No les importa la juventud

Cuando un partido habla de rebajar la edad con la que ejercer el derecho a voto habla, únicamente, de cómo le beneficiaría en sus cálculos electorales. Esto es algo que sabemos todas y todos. La ministra Sira Rego, de IU, lleva este tema en su cartera, pero dentro de la coalición que la ha aupado a su ministerio tienen dudas: “Fuentes de Sumar avisan de que Vox podría ser el partido más beneficiado por una rebaja de la edad de voto”. Es decir: si no lo impulsan con denuedo es porque la irreverencia joven ahora se materializa en votos a la extrema derecha. “No es como en 2019”, dicen. Pero sí es oportunismo, en todo momento.

“En esta casa no lo olvidamos”

Alberto Núñez Feijóo no lo está haciendo bien: no ha mejorado a Pablo Casado ni ha resuelto ninguno de los problemas que heredó.
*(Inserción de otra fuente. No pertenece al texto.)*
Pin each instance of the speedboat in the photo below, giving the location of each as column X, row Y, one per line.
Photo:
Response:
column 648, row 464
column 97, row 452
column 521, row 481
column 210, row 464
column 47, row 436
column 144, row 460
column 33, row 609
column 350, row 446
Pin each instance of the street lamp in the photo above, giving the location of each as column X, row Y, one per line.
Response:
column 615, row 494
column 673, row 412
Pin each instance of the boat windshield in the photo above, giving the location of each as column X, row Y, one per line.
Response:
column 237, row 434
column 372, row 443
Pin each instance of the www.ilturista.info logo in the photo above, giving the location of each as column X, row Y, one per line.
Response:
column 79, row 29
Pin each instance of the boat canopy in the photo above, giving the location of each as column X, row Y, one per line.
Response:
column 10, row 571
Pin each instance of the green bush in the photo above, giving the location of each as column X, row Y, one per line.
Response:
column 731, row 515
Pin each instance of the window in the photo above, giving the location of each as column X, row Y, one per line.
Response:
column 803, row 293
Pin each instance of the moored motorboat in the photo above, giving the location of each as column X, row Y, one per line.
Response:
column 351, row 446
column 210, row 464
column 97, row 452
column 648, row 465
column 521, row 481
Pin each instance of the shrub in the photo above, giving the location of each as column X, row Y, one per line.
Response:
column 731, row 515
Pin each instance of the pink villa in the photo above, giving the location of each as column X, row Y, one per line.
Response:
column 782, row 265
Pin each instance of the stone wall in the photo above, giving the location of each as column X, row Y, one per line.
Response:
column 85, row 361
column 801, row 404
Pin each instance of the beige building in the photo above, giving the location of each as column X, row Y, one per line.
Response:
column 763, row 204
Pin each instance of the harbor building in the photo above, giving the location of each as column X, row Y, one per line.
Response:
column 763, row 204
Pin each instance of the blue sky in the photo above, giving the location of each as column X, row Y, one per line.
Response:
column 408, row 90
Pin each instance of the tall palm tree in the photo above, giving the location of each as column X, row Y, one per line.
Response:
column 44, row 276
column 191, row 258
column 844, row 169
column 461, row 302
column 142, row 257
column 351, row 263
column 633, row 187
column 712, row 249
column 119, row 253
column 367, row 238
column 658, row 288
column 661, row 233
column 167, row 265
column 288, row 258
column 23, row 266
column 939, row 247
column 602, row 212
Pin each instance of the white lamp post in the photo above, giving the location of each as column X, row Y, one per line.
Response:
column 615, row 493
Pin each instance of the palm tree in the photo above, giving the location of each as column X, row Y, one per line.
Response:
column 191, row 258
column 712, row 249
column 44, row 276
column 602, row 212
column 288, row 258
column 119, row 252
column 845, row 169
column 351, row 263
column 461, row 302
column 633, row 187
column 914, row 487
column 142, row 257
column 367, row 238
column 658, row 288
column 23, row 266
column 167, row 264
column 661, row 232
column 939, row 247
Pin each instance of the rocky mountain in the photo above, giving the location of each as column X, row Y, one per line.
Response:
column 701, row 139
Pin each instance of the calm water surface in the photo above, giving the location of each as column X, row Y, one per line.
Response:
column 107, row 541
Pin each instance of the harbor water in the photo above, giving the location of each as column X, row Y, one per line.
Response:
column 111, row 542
Vox sigue marcando el discurso e Isabel Díaz Ayuso sigue robando los planos y la iniciativa. Así que el gallego se ve obligado a buscar el foco: accedió a mantener una conversación con Eduardo Inda para OK Diario en la que afirma que su enemigo político es el PNV. Lo hace porque no tiene mucha personalidad y se deja arrastrar (seguramente, por miedo), porque es Inda el que le marca la respuesta cuando dice: “El PNV, yo creo que está perdido para la causa de la normalidad democrática y de la ética”.

El terror en Gaza

Ya hemos visto todas y todos la fotografía de Mahmoud Ajjour, el niño palestino de nueve años sin brazos por culpa de un ataque israelí. La imagen acaba de ganar el World Press Photo, la sacó Samar Abu Elouf y es durísima. Pero no podemos apartar la vista. Este horror, este terror lo firma Benjamin Netanyahu, y sobre él tiene que caer el peso de la justicia y la historia. Por las niñas y los niños como Mahmoud y porque, además, “Gaza enfrenta la ‘mayor crisis de huérfanos’ de la historia moderna” (Diario Socialista). ¿Qué futuro tendrán las y los supervivientes? ¿Servir en el megaresort que quiere levantar Trump? ¿Lo vamos a permitir?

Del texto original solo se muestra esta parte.